README: Dataset for Paper "Human-Robot Facial Co-expression"
Overview
This dataset accompanies the research on human-robot facial co-expression, aiming to enhance nonverbal interaction by training robots to anticipate and simultaneously execute human facial expressions. Our study proposes a method where robots can learn to predict forthcoming human facial expressions and execute them in real time, thereby making the interaction feel more genuine and natural.
https://doi.org/10.5061/dryad.gxd2547t7
Description of the data and file structure
The dataset is organized into several zip files, each containing different components essential for replicating our study's results or for use in related research projects:
- pred_training_data.zip: Contains the data used for training the predictive model. This dataset is crucial for developing models that predict human facial expressions based on input frames.
- pred_model.zip: Contains the trained models capable of predicting human target facial expressions. These models are trained on the data from pred_training_data.zip.
- inverse_model.zip: Includes trained models for generating motor commands based on landmarks input. These models are vital for translating predicted facial expressions into actionable motor commands for robot facial actuators.
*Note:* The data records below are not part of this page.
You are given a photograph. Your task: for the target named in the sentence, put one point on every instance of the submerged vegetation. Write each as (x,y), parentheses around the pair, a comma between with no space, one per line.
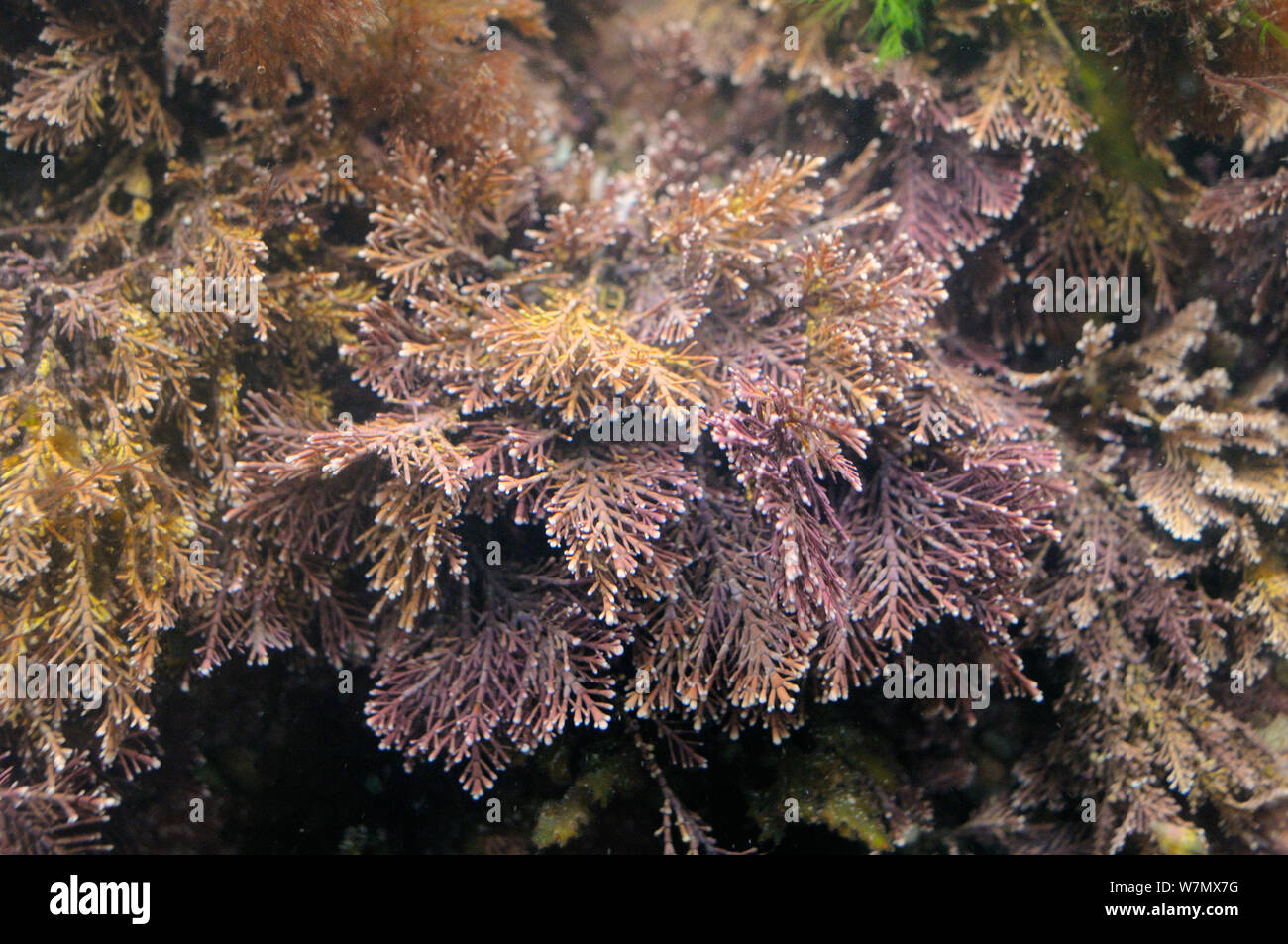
(309,310)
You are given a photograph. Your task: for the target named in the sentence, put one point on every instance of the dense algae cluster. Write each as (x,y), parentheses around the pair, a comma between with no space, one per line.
(699,425)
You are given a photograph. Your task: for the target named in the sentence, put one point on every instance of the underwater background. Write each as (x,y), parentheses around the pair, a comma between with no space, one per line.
(617,428)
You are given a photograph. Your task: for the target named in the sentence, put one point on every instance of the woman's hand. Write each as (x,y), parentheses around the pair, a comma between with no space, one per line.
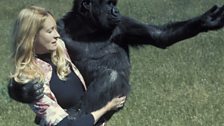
(115,103)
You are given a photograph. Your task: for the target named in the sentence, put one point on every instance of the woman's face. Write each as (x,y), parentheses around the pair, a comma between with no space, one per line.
(46,38)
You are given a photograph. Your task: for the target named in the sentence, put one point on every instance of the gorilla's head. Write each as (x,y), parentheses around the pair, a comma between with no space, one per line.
(101,13)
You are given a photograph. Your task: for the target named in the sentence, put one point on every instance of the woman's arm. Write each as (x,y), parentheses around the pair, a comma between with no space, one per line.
(92,118)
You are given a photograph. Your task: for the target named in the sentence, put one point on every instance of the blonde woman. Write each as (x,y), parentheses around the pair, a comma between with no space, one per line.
(40,55)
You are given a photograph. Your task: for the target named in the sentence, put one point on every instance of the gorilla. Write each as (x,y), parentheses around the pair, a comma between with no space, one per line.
(98,38)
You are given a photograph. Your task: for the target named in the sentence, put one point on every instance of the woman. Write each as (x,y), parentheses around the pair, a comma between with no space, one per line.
(41,55)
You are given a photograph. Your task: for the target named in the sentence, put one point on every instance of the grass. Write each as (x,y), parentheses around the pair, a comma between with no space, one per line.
(179,86)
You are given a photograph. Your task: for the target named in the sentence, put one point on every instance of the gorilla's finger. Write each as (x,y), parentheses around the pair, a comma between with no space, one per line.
(39,91)
(211,10)
(39,96)
(37,86)
(219,12)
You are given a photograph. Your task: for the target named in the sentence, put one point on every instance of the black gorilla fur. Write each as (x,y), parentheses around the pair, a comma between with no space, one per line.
(98,39)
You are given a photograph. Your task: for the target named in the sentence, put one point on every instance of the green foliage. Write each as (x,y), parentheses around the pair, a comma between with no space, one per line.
(179,86)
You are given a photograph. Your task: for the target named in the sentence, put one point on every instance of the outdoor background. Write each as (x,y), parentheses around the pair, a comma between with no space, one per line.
(178,86)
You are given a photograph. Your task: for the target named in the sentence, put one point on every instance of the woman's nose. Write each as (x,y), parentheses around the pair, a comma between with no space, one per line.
(56,34)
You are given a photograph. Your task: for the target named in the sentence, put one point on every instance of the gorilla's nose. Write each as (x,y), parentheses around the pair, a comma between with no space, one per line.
(115,12)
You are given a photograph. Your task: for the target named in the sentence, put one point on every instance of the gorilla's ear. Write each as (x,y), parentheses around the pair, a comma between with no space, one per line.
(85,6)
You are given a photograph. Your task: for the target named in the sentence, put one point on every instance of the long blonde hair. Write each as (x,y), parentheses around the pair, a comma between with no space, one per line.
(28,23)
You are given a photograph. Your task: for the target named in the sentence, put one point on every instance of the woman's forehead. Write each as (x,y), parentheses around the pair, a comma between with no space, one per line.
(49,23)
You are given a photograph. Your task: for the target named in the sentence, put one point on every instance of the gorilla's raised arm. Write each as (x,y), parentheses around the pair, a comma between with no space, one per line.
(134,33)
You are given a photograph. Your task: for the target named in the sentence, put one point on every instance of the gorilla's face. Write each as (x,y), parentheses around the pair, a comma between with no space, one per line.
(103,13)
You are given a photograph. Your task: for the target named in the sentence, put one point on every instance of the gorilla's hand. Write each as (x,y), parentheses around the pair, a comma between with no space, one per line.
(25,93)
(213,19)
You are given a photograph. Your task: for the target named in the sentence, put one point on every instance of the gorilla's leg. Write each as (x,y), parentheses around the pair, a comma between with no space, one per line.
(105,87)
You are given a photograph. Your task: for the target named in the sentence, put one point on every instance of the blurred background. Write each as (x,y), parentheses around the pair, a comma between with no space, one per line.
(178,86)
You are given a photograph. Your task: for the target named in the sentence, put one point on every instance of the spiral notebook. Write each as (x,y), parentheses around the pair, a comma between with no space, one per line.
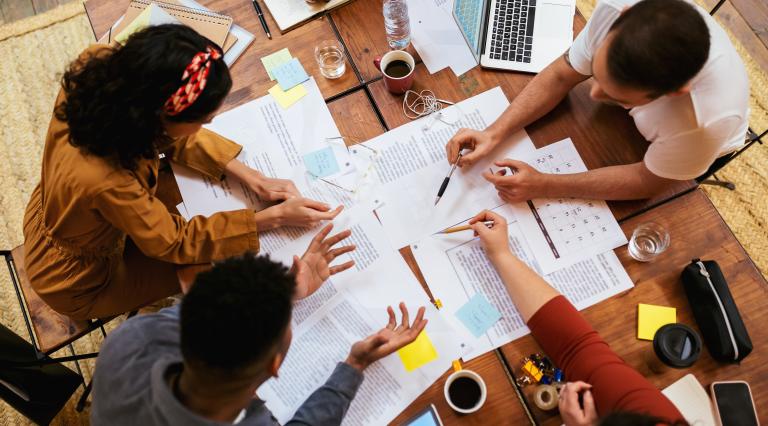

- Coexpression.zip: Houses the software necessary for data analysis and reproducing the results presented in our paper. It includes code for both the predictive and inverse modeling processes, along with utilities for evaluating model performance.
- 0_input.npy: An example input data file showcasing the structure expected by the predictive model. This NumPy array file has a shape of (9, 2, 113), representing 9 sequential frames, each frame consisting of 2D coordinates for 113 facial landmarks. This sample data can be used as a reference for the format and scale of input data necessary for model training and inference.
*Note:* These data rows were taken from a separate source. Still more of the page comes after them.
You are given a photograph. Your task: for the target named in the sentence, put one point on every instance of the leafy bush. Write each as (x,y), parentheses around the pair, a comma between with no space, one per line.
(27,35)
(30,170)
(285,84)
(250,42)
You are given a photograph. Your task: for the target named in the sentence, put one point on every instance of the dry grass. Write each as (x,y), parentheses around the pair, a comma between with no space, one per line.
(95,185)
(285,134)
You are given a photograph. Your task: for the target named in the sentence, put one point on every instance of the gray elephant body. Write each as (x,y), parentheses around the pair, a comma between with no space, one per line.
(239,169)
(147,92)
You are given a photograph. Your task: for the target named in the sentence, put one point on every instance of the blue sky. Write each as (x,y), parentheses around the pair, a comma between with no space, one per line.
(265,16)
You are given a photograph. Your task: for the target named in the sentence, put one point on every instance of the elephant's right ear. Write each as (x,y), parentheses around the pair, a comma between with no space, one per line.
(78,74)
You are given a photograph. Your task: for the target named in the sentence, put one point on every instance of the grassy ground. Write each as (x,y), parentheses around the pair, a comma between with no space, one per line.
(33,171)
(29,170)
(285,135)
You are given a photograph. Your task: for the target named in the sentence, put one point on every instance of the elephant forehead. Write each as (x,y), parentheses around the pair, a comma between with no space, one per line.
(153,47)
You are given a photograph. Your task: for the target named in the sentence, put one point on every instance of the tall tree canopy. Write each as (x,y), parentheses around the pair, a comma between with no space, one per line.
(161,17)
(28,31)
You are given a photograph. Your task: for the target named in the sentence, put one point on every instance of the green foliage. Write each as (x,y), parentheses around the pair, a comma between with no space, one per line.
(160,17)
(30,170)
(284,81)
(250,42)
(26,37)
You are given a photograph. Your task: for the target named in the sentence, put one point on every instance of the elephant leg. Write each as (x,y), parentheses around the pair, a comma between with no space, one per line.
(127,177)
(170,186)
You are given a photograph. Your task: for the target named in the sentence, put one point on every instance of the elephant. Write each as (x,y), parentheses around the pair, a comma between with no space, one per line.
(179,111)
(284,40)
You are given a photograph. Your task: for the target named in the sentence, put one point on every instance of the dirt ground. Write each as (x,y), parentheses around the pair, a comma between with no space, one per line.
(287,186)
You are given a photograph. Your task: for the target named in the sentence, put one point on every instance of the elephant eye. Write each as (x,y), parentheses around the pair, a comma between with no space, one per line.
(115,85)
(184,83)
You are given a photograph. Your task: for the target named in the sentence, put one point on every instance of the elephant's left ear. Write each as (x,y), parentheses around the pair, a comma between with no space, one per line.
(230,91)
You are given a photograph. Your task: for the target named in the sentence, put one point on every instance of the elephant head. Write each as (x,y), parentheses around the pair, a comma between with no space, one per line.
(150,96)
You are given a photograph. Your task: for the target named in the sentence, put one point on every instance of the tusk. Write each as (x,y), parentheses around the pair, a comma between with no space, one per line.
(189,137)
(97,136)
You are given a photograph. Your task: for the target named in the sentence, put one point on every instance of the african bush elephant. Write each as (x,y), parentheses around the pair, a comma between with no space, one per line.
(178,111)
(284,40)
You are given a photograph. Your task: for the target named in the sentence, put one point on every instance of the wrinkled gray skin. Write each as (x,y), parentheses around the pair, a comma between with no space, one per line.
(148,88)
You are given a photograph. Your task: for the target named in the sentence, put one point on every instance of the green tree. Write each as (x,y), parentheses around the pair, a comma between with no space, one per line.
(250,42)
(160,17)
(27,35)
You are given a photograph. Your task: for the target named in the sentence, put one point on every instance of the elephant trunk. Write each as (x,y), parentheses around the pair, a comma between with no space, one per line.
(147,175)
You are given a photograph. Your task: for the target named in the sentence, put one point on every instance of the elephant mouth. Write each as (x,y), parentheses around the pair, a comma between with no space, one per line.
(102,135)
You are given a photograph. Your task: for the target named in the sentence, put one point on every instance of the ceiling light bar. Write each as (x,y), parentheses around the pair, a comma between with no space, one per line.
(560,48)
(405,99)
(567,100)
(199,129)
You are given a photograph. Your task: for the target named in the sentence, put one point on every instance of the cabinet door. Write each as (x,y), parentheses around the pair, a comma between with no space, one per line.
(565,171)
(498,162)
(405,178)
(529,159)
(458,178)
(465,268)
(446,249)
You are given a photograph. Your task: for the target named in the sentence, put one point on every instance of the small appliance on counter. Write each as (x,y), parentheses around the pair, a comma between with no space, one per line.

The training data within pred_training_data.zip is structured to facilitate easy loading into machine learning frameworks. It consists of input facial landmarks and target facial landmarks.
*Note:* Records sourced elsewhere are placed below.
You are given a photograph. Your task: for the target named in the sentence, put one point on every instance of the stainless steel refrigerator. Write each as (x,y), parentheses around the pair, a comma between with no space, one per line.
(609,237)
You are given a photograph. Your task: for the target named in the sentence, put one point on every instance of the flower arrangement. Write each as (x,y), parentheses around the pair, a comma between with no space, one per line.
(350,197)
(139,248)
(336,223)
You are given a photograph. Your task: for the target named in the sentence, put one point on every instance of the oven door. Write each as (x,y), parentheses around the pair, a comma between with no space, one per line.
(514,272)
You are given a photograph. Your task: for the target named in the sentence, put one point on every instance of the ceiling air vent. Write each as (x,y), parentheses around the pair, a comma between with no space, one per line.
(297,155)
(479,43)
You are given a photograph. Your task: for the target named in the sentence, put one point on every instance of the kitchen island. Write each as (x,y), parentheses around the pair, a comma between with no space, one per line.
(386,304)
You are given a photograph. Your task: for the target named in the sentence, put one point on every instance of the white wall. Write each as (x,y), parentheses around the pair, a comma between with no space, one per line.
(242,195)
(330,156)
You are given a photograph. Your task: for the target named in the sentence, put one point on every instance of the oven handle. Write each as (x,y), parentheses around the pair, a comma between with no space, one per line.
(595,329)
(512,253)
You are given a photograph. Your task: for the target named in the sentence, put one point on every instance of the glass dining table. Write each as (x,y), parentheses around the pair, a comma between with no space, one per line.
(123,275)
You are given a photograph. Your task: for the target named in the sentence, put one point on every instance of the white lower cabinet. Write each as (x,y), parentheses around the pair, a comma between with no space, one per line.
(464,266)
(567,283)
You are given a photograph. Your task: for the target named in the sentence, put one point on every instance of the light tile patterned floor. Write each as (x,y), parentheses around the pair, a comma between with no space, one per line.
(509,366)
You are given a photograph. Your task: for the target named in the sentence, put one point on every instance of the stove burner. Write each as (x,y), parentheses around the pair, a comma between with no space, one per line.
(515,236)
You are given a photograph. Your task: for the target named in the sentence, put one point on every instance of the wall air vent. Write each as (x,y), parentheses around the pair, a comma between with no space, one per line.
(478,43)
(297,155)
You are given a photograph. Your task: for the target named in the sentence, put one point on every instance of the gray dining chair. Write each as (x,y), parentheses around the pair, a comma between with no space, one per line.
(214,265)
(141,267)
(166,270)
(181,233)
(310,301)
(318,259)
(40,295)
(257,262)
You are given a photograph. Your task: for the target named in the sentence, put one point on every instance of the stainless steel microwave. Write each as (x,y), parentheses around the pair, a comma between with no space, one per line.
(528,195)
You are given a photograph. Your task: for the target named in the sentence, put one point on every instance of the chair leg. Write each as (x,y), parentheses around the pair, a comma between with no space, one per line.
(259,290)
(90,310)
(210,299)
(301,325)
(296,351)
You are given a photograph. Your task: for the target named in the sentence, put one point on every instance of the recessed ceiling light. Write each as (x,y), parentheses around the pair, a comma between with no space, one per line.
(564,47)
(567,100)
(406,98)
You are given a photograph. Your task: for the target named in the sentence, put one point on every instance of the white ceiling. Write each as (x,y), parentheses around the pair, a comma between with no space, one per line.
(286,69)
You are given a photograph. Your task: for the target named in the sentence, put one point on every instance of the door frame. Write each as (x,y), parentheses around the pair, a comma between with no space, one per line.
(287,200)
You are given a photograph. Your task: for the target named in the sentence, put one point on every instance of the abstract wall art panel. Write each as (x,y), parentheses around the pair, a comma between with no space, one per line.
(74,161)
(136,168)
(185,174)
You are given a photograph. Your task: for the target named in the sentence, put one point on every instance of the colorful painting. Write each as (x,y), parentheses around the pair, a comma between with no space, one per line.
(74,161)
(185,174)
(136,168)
The deep neural networks in pred_model.zip and inverse_model.zip is constructed using PyTorch. Details on the model architecture and parameters are included within each zip file.
The software provided in Coexpression.zip includes scripts for processing data, training models, and evaluating the system's performance.
Citation
Please cite our work if you use this dataset or the associated models/software in your research:
Hu, Yuhang, et al. "Human-Robot Facial Co-expression". Science Robotics (March 2024)
Methods
During the data collection phase, the robot generated symmetrical facial expressions, which we thought can cover most of the situation and could reduce the size of the model. We used an Intel RealSense D435i to capture RGB images and cropped them to 480 320. We logged each motor command value and robot images to form a single data pair without any human labeling.